She shoots down all of Homer's ideas, makes impossible demands and mows down everyone who gets in her way. The day of the wedding finally arrives, and everything is perfect except for one small detail; Homer is missing. At first it appears that Marge has driven him away, but Bart and Lisa stumble on a clue, a keychain with the initials "S.B.", and they initially conclude that Sideshow Bob has kidnapped Homer. Meanwhile, Homer finds himself chained to a pipe in a dark room. A mysterious voice tells him that the key to unlock his chains is inside a lollipop, he frantically eats it only to discover the lollipop is made of fiery hot sauce, and ultimately, the key is made out of hot sauce as well.

Bart and Lisa confront Sideshow Bob (who had escaped from jail 14 episodes prior). However, it turns out he was innocent the whole time and had no involvement in Homer's kidnapping, thanks to an alibi from Krusty the Clown, who explained that Bob was with him the whole day the time Homer was kidnapped. After suggesting that "S.B." could be anyone, including the Sultan of Brunei and the Służba Bezpieczeństwa, Bob helps them figure out that the keychain actually belongs to their aunts, Patty and Selma ("S.B." meant Selma Bouvier). Bart and Lisa soon realize that they intentionally kidnapped Homer out of spite for him and have planned to keep him cooped up until Marge forgets about him.

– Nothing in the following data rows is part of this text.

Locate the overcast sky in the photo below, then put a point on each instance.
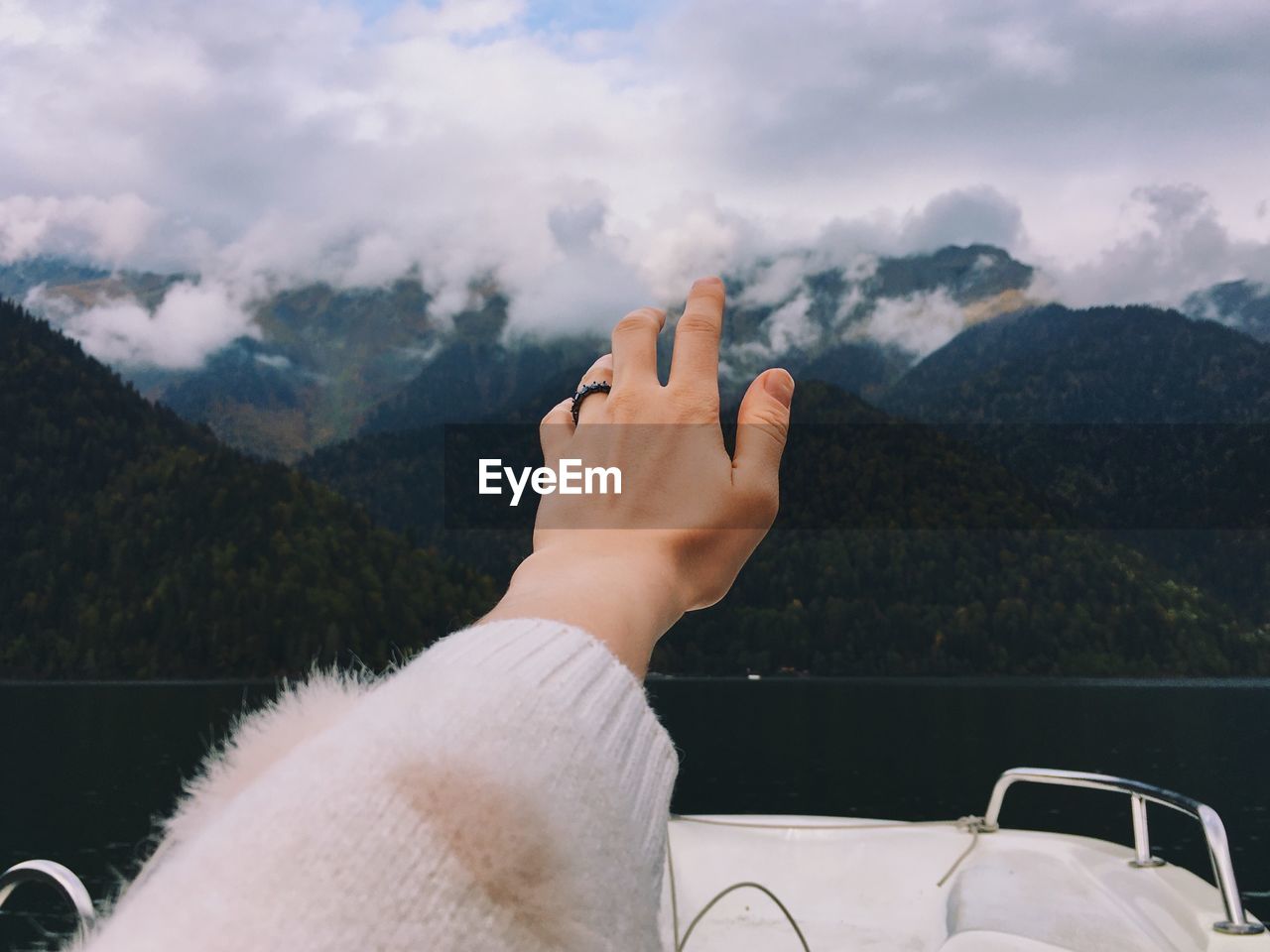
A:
(597, 154)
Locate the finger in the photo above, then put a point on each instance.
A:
(556, 430)
(695, 362)
(762, 428)
(635, 345)
(601, 372)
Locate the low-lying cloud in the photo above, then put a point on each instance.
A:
(595, 167)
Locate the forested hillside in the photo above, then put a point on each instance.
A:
(137, 546)
(1147, 426)
(897, 551)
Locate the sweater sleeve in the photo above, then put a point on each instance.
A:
(507, 789)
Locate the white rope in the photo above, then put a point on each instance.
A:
(974, 825)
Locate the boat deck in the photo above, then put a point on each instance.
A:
(874, 885)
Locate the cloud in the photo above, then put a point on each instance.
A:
(1175, 244)
(191, 320)
(595, 169)
(917, 324)
(107, 230)
(964, 217)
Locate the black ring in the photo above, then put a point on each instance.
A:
(597, 386)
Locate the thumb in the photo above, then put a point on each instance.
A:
(762, 426)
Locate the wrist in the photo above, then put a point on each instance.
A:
(627, 601)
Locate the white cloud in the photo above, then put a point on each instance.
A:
(917, 324)
(1173, 243)
(263, 145)
(108, 230)
(190, 321)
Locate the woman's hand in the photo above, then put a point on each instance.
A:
(626, 566)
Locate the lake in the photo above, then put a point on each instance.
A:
(86, 766)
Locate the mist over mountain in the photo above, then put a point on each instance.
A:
(1242, 304)
(137, 544)
(320, 363)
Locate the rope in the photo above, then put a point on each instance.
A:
(974, 825)
(733, 889)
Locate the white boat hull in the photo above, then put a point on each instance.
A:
(874, 885)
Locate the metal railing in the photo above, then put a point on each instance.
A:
(53, 875)
(1236, 921)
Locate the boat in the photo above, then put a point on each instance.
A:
(811, 884)
(817, 884)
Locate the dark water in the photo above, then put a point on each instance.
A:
(82, 769)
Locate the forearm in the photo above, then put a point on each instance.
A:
(622, 603)
(474, 800)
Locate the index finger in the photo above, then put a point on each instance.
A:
(695, 361)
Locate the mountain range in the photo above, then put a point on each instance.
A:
(975, 483)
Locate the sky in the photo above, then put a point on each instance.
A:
(594, 157)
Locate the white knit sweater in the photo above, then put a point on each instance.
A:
(507, 789)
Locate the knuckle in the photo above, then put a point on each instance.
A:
(698, 322)
(762, 502)
(638, 320)
(624, 403)
(772, 421)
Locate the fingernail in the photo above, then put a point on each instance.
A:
(780, 385)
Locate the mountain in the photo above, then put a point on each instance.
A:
(898, 551)
(1242, 304)
(1098, 366)
(326, 363)
(139, 546)
(1143, 424)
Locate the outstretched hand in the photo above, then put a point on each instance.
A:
(627, 566)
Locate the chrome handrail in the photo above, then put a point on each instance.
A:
(1236, 921)
(55, 875)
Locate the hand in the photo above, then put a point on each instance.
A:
(627, 566)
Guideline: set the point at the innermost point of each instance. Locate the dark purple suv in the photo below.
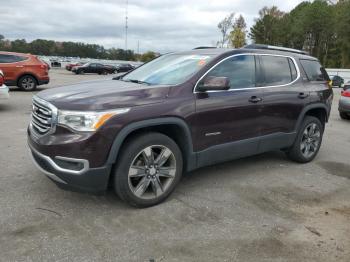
(179, 112)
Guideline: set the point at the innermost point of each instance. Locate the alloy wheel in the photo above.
(310, 140)
(152, 172)
(27, 83)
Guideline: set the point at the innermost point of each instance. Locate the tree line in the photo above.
(71, 49)
(320, 27)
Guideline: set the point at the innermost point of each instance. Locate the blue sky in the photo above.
(159, 25)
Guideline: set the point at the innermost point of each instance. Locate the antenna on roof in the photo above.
(126, 25)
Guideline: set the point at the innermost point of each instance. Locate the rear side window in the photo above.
(240, 70)
(278, 70)
(314, 71)
(11, 58)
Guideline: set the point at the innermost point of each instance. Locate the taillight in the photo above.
(345, 93)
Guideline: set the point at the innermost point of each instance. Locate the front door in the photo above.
(229, 121)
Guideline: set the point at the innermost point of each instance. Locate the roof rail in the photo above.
(204, 47)
(279, 48)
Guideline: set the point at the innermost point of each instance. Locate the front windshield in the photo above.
(169, 69)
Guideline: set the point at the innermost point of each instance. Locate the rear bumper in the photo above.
(344, 105)
(4, 92)
(72, 174)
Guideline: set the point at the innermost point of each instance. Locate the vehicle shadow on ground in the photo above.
(200, 178)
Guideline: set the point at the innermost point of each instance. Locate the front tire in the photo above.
(27, 83)
(344, 115)
(148, 170)
(308, 141)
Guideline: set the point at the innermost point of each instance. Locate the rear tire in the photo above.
(148, 169)
(308, 141)
(344, 115)
(27, 83)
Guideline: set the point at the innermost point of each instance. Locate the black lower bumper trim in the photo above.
(94, 180)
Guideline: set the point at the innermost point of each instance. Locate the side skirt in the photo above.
(239, 149)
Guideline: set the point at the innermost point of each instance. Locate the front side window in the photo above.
(278, 70)
(240, 70)
(314, 70)
(172, 69)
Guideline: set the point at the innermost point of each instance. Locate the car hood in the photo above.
(103, 95)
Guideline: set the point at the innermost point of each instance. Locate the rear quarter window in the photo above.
(314, 70)
(278, 70)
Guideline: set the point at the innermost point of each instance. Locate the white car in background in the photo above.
(4, 90)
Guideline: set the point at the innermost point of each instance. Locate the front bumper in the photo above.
(4, 92)
(72, 174)
(43, 81)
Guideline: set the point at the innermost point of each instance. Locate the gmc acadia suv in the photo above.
(179, 112)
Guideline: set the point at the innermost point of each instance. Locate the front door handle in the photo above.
(255, 99)
(303, 95)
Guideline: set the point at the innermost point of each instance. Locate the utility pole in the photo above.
(126, 25)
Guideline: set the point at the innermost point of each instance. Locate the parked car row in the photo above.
(23, 70)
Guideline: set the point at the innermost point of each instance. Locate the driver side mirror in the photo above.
(214, 83)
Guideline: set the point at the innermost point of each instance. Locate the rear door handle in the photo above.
(303, 95)
(255, 99)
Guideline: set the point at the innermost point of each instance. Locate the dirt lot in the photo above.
(262, 208)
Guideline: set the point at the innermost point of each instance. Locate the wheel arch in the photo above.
(174, 127)
(318, 110)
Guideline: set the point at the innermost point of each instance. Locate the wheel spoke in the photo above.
(163, 157)
(157, 187)
(136, 171)
(167, 172)
(148, 155)
(142, 187)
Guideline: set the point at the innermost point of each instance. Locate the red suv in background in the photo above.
(23, 70)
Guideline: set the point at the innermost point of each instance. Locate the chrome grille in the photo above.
(43, 115)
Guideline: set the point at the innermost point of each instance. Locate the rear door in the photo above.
(233, 115)
(11, 66)
(284, 95)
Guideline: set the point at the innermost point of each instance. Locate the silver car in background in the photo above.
(4, 90)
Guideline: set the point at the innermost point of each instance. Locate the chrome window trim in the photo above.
(249, 88)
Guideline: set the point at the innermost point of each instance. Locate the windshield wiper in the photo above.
(137, 81)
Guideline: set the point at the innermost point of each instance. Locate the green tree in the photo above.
(237, 37)
(224, 27)
(265, 30)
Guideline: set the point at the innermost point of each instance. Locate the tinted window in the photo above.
(277, 70)
(11, 58)
(240, 70)
(293, 70)
(314, 71)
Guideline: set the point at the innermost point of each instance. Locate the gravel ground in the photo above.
(261, 208)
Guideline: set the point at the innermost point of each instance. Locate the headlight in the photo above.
(87, 121)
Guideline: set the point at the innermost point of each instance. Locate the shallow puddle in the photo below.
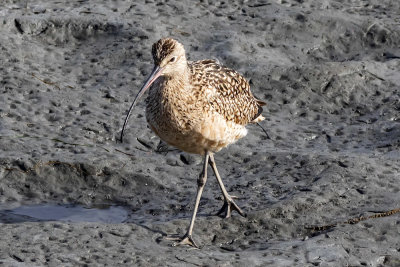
(70, 213)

Feeling resigned to his fate, Homer reads the wedding vows he wrote for Marge. Patty and Selma soon have a change of heart after being touched by his wedding vows. Realizing how much Homer truly loves her, they release him, but not before Bart and Lisa catch up to them. Using the keychain as proof of their misdeed, the kids go inside Patty and Selma's apartment and confront them for their actions. Bart and Lisa also blackmail their aunts by threatening to tell their mother the truth about their involvement in Homer's kidnapping unless the twins pay for their parents' remarriage ceremony. Patty and Selma reluctantly agree to do so, and Homer and Marge at last get married outside city hall.

==Cultural references==

Homer's torture cell and its voice changer reference the Saw film series.

The Parson is modeled after singer and actor Bing Crosby. The singing the Parson does is a reference to Crosby's character as Father O'Malley in Going My Way.

During a fight between Homer and Marge in front of Maggie, Homer calls Marge a "Bridezilla" because of her behaviour during wedding preparation and arrangements, with Marge retaliating by calling him "King Wrong". Maggie then imagines them as King Kong vs. Godzilla.

The other "S.B."s mentioned by Sideshow Bob are Scott Baio, the Sultan of Brunei and the former Polish secret police the Służba Bezpieczeństwa.

==Reception==
"Wedding for Disaster" received a Nielsen rating of 3.7/6 and was viewed by 6.58 million viewers.

Since airing, the episode has received mostly positive reviews from television critics.

Robert Canning of IGN gave the episode a 7.3/10, saying, "'Wedding for Disaster' was one of those episodes that, while not knocking you down with laughter, was quite fun to watch." He went on to say, "it was also sweet to have Homer's recitation of his vows be the turning point for his sisters-in-law. Again, this wasn't a howlingly funny episode, but there were some great parts, and overall 'Wedding for Disaster' was a pleasant enough telling of Marge and Homer's third and fourth weddings."

Erich Asperschlager of TV Verdict wrote: "'Wedding for Disaster' worked because it had a cool mystery. Granted, I’m a sucker for mysteries, but some of the best Simpsons episodes are mysteries—and most of those feature Sideshow Bob. I was more than ready to let tonight’s episode turn into the next Sideshow Bob story, but I also like that they let him just be a cameo. Much as I love Kelsey Grammer’s scheming sidekick, he’s too smart to have kidnapped Homer for the reason Bart suspected: 'If Mom and Dad don’t get married, I’ll never be born!' The real solution made a lot more sense, and gave the ending a little more weight. 'Wedding for Disaster' may have been a little light on laughs compared to the last few episodes, but the story carried the day."

===Awards===
Joel H. Cohen won a Writers Guild of America Award in the Animation category in 2010 for writing the episode.